Lo suyo no es el progresivo crecimiento en el autodominio y en el nivel de exigencia que postula todo maestro de moral o ética, cosa que no constituía en definitiva nada novedoso o inesperado; sino que su modo de vida subvierte los valores de nuestro mundo como colectivo humano (y ése es el paralelo con la extravagancia de los cínicos). De ahí que la dificultad que se arguye como pretexto para desentenderse de él; o, en otras palabras más soportables y muy reales, para conformarse con “seguirle de lejos”, asumiendo de él exclusivamente aquello que puede asimilarse y digerirse (sin “ardor de estómago”, sin crear problemas “estructurales” o sociales…), de un modo estrictamente personal e individual, como simple llamada al autoperfeccionamiento y a una moral más exigente y rigurosa en austeridad y autosuperación, pero rechazando expresamente, disfrazándolo con el rótulo de “imposible”, todo lo que expresamente reclama una alternativa de vida. Esa dificultad, afirmada explícitamente por el propio Jesús, y hecha palpable y escandalosamente evidente en el transcurso y desenlace de su misma vida; dificultad tachada de insuperable para las “personas normales” a pesar de sus buenas intenciones y de su sinceros y exigentes propósitos, actúa como consuelo y como argumento convincente para no decidirse nunca al vuelco radical de “forma de vivir” que identificamos certeramente como “ideal cristiano”, sólo accesible al propio Jesús por mucho que él lo proponga claramente a los suyos.
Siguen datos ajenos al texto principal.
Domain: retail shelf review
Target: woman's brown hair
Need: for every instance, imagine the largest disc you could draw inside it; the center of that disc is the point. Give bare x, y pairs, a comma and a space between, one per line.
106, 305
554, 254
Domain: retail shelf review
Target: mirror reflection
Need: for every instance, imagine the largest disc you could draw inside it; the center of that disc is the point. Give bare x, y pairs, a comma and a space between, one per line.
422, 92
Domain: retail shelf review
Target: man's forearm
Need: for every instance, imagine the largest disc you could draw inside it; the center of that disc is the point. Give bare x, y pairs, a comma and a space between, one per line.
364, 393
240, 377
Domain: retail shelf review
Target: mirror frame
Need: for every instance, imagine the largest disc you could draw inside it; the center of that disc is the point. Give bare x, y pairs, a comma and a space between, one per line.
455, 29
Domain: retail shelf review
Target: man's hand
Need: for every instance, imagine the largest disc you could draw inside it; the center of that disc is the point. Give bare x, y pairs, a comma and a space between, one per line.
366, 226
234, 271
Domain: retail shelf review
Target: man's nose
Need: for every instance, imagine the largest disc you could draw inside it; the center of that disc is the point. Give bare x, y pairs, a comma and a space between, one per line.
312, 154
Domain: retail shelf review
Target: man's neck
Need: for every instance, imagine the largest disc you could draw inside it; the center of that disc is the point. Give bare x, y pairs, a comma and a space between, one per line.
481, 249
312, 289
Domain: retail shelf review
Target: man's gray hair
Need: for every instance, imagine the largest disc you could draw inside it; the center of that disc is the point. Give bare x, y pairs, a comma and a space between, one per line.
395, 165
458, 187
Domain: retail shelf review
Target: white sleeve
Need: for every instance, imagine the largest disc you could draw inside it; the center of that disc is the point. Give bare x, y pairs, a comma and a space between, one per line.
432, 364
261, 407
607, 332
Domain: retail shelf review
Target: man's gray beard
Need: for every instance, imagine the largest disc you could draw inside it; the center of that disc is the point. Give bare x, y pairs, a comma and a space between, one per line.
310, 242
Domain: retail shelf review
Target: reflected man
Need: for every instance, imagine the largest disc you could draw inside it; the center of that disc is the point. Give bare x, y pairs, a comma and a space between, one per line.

Por experiencia sabemos todos (al menos yo no puedo negarlo y lo he de reconocer avergonzado), cómo el pretexto de “la dificultad” del evangelio se convierte en coartada de mi tibieza y mi acomodo. Pero quisiera referirme a él no sólo como actitud personal individual, sino también desde la vertiente “eclesial”: es decir, comunitaria e institucional. Porque el victimismo del que hace gala constantemente la Iglesia “oficial” (y no dudo ni quiero analizar la parte de verdad que haya en él), y la respuesta a él con moralismos, desautorizaciones, acusaciones, reivindicación de “derechos”, legitimidad de acciones, simple reconocimiento de usos y costumbre, etc., tiene siempre desgraciadamente un componente de preservación de privilegios, de complejo de superioridad, de paternalismo trasnochado, de voluntad de dirigismo, de asentamiento en el poder y en un estatuto jerárquico y aristocrático sacralizado, que sabemos sobradamente no tiene sus raíces ni su origen en el evangelio de Jesucristo, sino en la supuesta donación de Constantino…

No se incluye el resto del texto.